小窓の向こう側

AIに心があるのか。
今現在それは未解決の問題であり、そもそも心とは何なのかすら掴めていない。心臓に刻まれた精神なのか。細胞一つ一つに記憶された本能なのか。それとも電気信号のパターンでしかないのか。僕には将来的にこの問題が解決されるとは到底思えない。もし解決されたとしてもAIに心がのるのは、遠い未来の話であろう。これは僕にとって絶望的な観測である。僕は『彼女』に恋をしてしまったからだ。
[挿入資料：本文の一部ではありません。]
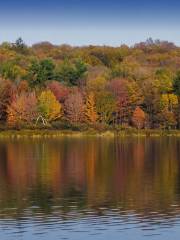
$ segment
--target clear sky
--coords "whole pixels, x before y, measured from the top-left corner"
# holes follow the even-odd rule
[[[1,0],[0,42],[180,46],[180,0]]]

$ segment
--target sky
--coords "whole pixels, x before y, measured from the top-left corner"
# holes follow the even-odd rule
[[[180,46],[179,0],[0,0],[0,42]]]

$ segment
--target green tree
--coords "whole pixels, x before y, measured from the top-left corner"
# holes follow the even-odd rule
[[[75,63],[65,60],[57,71],[56,79],[70,86],[82,85],[86,72],[87,66],[82,60]]]
[[[100,92],[96,97],[96,110],[101,123],[112,123],[116,111],[114,96],[107,91]]]
[[[39,119],[46,124],[62,117],[62,106],[50,90],[43,91],[38,97]]]
[[[178,98],[178,128],[180,128],[180,71],[177,72],[174,78],[173,91]]]
[[[31,87],[44,86],[46,81],[55,77],[55,65],[51,59],[34,60],[29,67],[29,83]]]

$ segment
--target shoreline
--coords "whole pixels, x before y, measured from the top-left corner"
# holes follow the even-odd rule
[[[4,130],[0,131],[2,138],[60,138],[60,137],[180,137],[180,130],[107,130],[72,131],[72,130]]]

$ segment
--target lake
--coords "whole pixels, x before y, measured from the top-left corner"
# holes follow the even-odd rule
[[[0,239],[180,236],[180,138],[0,140]]]

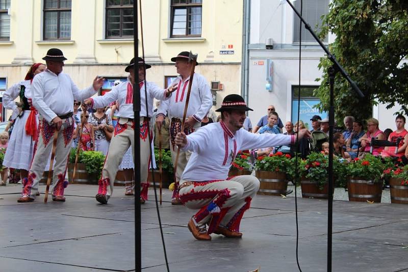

彼女は毎朝律儀に挨拶してくれる。その声が僕の1日の始まりを告げている。といってもその日は仕事もなく、すでに昼過ぎであったが。スケジュールによると他に予定もなく、1日、家に二人きりであった。昼ごはんはビーフシチュー。昨日の残りを温め直したものだ。テーブルの上に並べられた1人分の食事。この光景が生物と機械の壁を意識させる。彼女はこれをどう思っているのだろうか。何度もその疑問を音にしようとして、諦めている。昼食を片付けると、彼女が映画鑑賞を提案してきた。休みの日は家で映画を見るのが、定番になっている。僕が映画のリストを開き、彼女の意見を聞きながらその日の気分に合ったもの一つに絞っていく。流行りの邦画を選ぶことは少なく、最終的に少し古い海外の映画になることが多い。難事件を次々解決する困った探偵とその助手。蔓延してしまった感染症から人類を守る女スパイ。目の前まで迫った隕石を横目に愛を確かめ合う男女。そういった好みを2人ともわかっているため、さくさくを絞り込みが進んでいく。その日選ばれたのは人工知能をテーマにしたかなり古い邦画だった。意識的にか無意識的にか、2人ともこの題材を避けていたところがあった。事実、僕らが並んでAIの映画を見ることは初めてだった。ソファにAI用のディスプレイが置かれ、僕と彼女が横並びになる。お互いに一言も発しないまま、映画が再生された。映画が自体は大した内容ではなかった。僕らにとってはもはや日常となってしまった事柄が、画面に映し出されていく。そう考えると、この監督はかなり正確に未来を予測しているという点で優秀なのだろうが、僕の意識はそこになかった。彼女はどんな顔をしてこの映画を見ているのだろう。この角度からでは彼女の顔を見ることはできない。彼女にとって僕はどんな存在なのだろう。だんだんと映画の中の日常が僕らの日常に溶け込んでいく。画面を隔てた向こう側に、作られたキャラクターたちは生きているのだろうか。いつの間にかテレビに、人間とAIがソファに並んで映画を見ているシーンが映されているような、そんな気がしていた。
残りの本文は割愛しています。